Weak, Firm, and Strong Mutation

In general, methods for evaluating a test suite have focused on two measures, the extent of testing (commonly called coverage), and the strength of test cases in enforcing specifications.

For the first measure, a number of coverage measures have been proposed in the past, including statement coverage (and weaker coverage measures like function, class etc.), branch coverage, path coverage, condition coverage, data flow coverage, etc. The main idea behind these coverage measures is to determine how much of the program graph is traversed. While it is easy to show that for adequate test suites (adequate test suite with respect to a particular coverage measure is a test suite that is able to achieve 100% coverage in that measure.), path coverage > branch coverage > statement coverage (that is, a test suite with 100% branch coverage is guaranteed to provide 100% statement coverage, but not necessarily 100% path coverage.), the situation for non-adequate test suites are more complex as we showed earlier (Gopinath 2014).

However, few measures have targeted the second part. That is actually evaluating the quality of oracles (test assertions). It is for this reason that mutation analysis is important. The strong mutation analysis can effectively tell you whether your oracles are good or bad. (You can see the difference in manual oracles and automatic oracles in our previous research on code coverage – even though test suites generated by Randoop scored high on even the hardest coverage measure of all – path coverage – its mutation scores are low compared to manual test suites of similar coverage.)
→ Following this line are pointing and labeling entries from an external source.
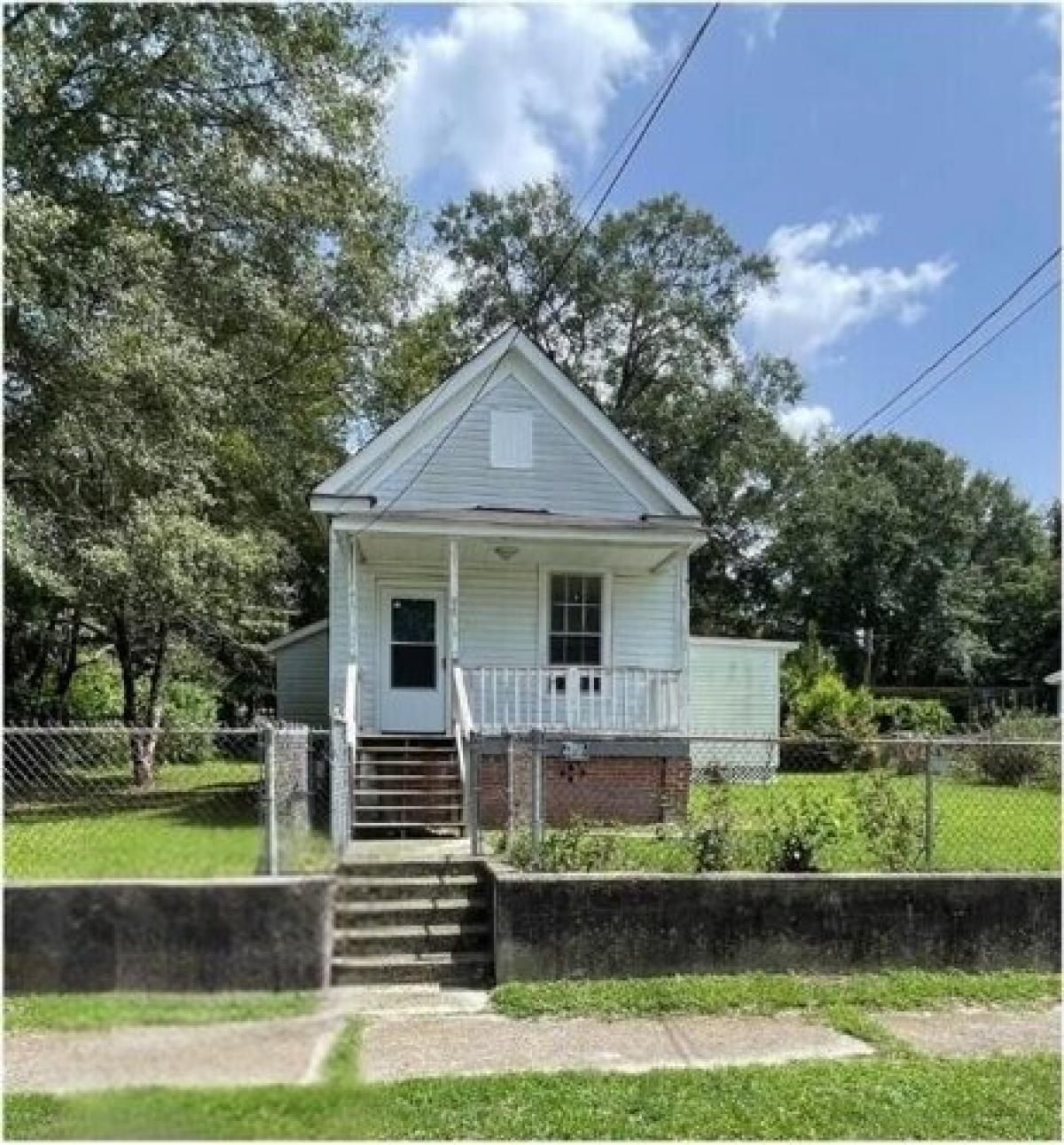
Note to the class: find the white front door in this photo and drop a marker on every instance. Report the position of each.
(413, 681)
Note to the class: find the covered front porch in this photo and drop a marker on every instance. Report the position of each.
(487, 623)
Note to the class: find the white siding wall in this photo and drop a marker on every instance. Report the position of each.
(645, 620)
(566, 477)
(302, 681)
(499, 617)
(339, 645)
(735, 692)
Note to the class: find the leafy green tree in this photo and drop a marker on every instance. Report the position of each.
(203, 252)
(898, 538)
(643, 318)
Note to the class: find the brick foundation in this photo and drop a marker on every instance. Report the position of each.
(606, 789)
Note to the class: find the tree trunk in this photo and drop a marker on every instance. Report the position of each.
(141, 746)
(69, 665)
(149, 742)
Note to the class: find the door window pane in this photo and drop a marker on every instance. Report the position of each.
(413, 665)
(575, 620)
(413, 621)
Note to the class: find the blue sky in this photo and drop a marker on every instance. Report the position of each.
(902, 161)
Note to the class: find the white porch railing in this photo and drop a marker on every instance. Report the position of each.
(609, 700)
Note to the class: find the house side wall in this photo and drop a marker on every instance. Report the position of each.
(302, 681)
(645, 620)
(566, 476)
(735, 692)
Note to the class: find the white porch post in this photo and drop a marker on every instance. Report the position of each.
(683, 633)
(453, 652)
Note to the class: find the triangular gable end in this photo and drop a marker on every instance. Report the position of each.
(554, 392)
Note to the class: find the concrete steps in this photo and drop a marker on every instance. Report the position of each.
(412, 921)
(464, 969)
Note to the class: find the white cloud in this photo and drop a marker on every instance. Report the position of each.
(807, 421)
(1049, 20)
(500, 89)
(764, 23)
(817, 300)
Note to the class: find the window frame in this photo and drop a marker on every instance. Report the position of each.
(606, 612)
(497, 459)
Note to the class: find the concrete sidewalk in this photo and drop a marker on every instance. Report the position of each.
(489, 1045)
(419, 1033)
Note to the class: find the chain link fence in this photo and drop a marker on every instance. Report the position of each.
(767, 804)
(115, 802)
(125, 803)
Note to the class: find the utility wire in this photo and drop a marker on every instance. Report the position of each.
(657, 105)
(942, 357)
(974, 354)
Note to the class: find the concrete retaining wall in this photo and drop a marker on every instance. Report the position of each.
(188, 935)
(551, 927)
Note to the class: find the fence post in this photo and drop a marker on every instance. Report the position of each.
(536, 795)
(339, 789)
(269, 743)
(928, 809)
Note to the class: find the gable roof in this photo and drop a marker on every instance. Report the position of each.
(296, 636)
(562, 397)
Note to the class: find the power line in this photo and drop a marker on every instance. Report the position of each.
(942, 357)
(664, 91)
(974, 354)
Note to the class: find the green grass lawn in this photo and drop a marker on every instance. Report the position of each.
(106, 1011)
(197, 821)
(761, 992)
(877, 1098)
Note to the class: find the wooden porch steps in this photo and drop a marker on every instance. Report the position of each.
(406, 786)
(412, 921)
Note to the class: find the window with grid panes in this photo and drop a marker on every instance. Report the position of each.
(575, 620)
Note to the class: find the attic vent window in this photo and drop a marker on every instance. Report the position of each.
(511, 440)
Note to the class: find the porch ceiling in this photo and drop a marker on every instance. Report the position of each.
(520, 551)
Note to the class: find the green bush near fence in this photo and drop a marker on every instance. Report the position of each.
(977, 827)
(999, 758)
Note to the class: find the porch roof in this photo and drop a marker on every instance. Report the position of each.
(489, 522)
(520, 538)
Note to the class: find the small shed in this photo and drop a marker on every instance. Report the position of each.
(1054, 680)
(301, 660)
(735, 695)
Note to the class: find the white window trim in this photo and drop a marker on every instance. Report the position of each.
(496, 457)
(544, 574)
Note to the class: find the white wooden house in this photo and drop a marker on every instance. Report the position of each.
(504, 560)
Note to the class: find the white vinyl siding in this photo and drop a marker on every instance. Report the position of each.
(564, 476)
(500, 622)
(735, 692)
(645, 620)
(302, 681)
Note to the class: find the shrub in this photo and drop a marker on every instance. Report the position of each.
(998, 758)
(830, 726)
(799, 829)
(712, 836)
(923, 717)
(579, 846)
(891, 820)
(95, 694)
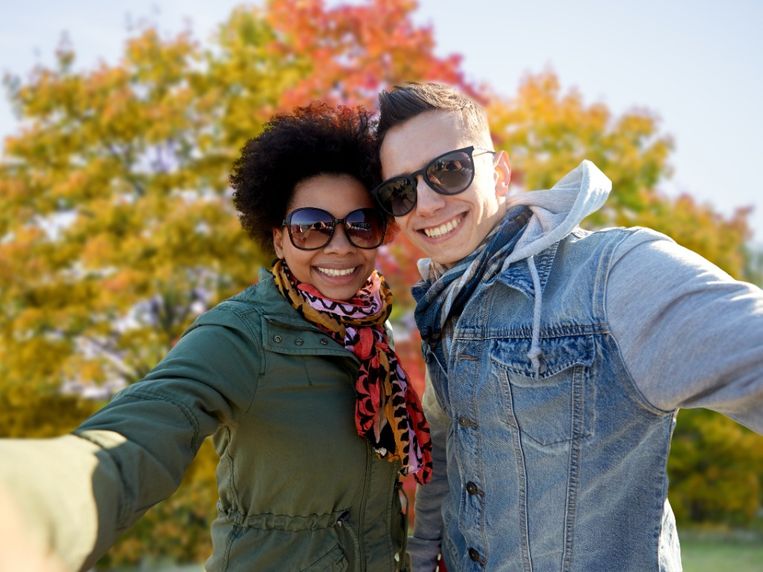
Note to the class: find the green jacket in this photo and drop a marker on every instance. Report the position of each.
(299, 490)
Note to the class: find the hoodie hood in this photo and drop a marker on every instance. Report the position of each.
(558, 211)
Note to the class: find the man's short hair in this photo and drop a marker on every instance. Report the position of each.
(404, 102)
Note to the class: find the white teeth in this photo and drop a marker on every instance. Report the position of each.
(336, 271)
(436, 231)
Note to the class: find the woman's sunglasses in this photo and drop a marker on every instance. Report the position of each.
(448, 174)
(311, 228)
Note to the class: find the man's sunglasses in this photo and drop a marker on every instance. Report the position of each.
(448, 174)
(311, 228)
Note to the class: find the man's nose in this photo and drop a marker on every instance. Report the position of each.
(427, 200)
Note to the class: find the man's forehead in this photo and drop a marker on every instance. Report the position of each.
(410, 145)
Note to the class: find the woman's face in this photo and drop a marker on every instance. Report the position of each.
(338, 269)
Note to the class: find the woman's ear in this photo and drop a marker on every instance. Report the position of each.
(278, 237)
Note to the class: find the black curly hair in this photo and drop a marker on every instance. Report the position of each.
(313, 140)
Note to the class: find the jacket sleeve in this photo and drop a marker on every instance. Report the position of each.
(80, 491)
(689, 334)
(424, 546)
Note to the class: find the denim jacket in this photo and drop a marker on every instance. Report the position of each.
(561, 464)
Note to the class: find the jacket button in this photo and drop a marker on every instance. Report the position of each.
(472, 488)
(476, 556)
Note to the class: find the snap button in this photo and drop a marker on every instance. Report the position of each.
(476, 556)
(472, 488)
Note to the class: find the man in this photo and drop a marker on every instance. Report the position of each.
(557, 358)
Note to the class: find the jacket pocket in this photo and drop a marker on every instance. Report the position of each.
(554, 404)
(333, 561)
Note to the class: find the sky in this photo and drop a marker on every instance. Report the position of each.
(696, 64)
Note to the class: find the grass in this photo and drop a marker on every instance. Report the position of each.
(721, 553)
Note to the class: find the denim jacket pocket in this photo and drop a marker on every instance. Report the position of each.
(553, 405)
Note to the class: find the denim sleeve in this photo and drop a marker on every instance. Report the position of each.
(80, 491)
(689, 334)
(424, 545)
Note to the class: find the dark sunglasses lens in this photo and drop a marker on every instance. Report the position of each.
(365, 228)
(397, 196)
(310, 228)
(452, 173)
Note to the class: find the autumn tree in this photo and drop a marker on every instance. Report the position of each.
(115, 212)
(116, 225)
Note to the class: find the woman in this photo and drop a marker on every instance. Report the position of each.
(312, 415)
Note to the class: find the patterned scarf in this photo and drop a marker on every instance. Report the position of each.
(446, 291)
(388, 412)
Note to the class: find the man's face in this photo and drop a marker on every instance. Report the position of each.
(446, 227)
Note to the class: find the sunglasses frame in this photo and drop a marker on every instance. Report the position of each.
(412, 179)
(334, 222)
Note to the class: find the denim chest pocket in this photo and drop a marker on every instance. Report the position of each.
(555, 404)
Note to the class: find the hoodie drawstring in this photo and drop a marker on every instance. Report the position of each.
(535, 353)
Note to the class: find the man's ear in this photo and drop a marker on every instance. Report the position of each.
(502, 173)
(278, 238)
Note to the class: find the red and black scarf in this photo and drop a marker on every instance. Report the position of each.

To recap, strong mutation analysis (also called traditional mutation analysis) generates all first order variants of the program (programs that are different by a single token from the original), runs the test cases against each, and reports the percentage of such variants that were detected by the test suite. That is, any injected fault needs to be encountered by a test case, its effect propagated, and finally detected by the assertion as a difference from the expected behavior.

Weak mutation analysis was proposed by Howden (Howden 1982) as a low cost alternative to traditional mutation analysis. What weak mutation analysis does is different. For a weak killing of a mutant, the last condition of actual detection by an assertion is not required. If the mutant is able to change the internal state of the program at all, it is deemed to have been weakly detected ¹. Firm mutation is in between strong and weak mutation. For firm mutation, It is not expected that an assertion catches the difference in behavior. However, unlike weak mutation, the change needs to propagate some distance from its place of origin (typically checked at lexical boundaries).

The difference that such a change can make is enormous. That is we no longer need to execute each mutant in full. Rather, all we need to do is, at the site of the mutation, note which of the mutants would have resulted in a change to the internal state, mark them as killed, and proceed with the execution. That is, a single test run is sufficient for evaluation of the weak mutation score. (Papadakis and Malevris suggests using concolic tracing to implement weak mutation testing. The essential idea is, after collecting the trace, which gives you the symbolic expressions along the full execution path – this should be satisfiable, replace the expression corresponding to the original with the mutated expression, and check if the path is still satisfiable. If not satisfiable, the mutation was weakly killed.) Unfortunately, it also means that weak mutation analysis no longer belongs under the second category. Rather, it is just another coverage measure, albeit a rather strong one (similarly firm mutation is also just another coverage measure).

If you are confused between the two different kinds of measures, there is an easy test. Say you have a test suite with assertions, and you have some value computed by the measure under computation for its effectiveness. Say you change all assertions such as assert(expression) in the test suite to assert(expression || true). Does the value of the effectiveness computed by the measure change? If it changes, then the measure under consideration is a measure of specification strength.

A coverage measure that actually manages to check assertions to some extent is checked coverage (Schuler 2013), which was proposed by Schuler in his PhD. thesis. Checked coverage, as defined by Schuler is a dynamic slice of statements that actually flow into any of the assertions in the test suite. Unfortunately while it is more effective than other methods, it still does not measure the strength of specifications, and hence still a coverage measure. A more recent research by Murugesan et al. (Murugesan 2015) provides a stronger checked coverage that actually checks the results of assertions. One problem with this approach is that it only ensures that the covered line has an impact on the result of assertions. It provides no guarantees that all changes to the line will be caught by the assertion (which as far as I know is still only provided by the mutation analysis).

In particular, say P is a program, C is a simple component of P, and C' is the mutated component. Then, weak mutation killing of C' by a test case t requires that t executes C, and in at least one such execution, C' computes a different value than C. The components are not precisely defined, but are provided by examples: (1) variable reference, (2) variable assignment, (3) arithmetic expressions (4) arithmetic relations and (5) Boolean expressions. ↩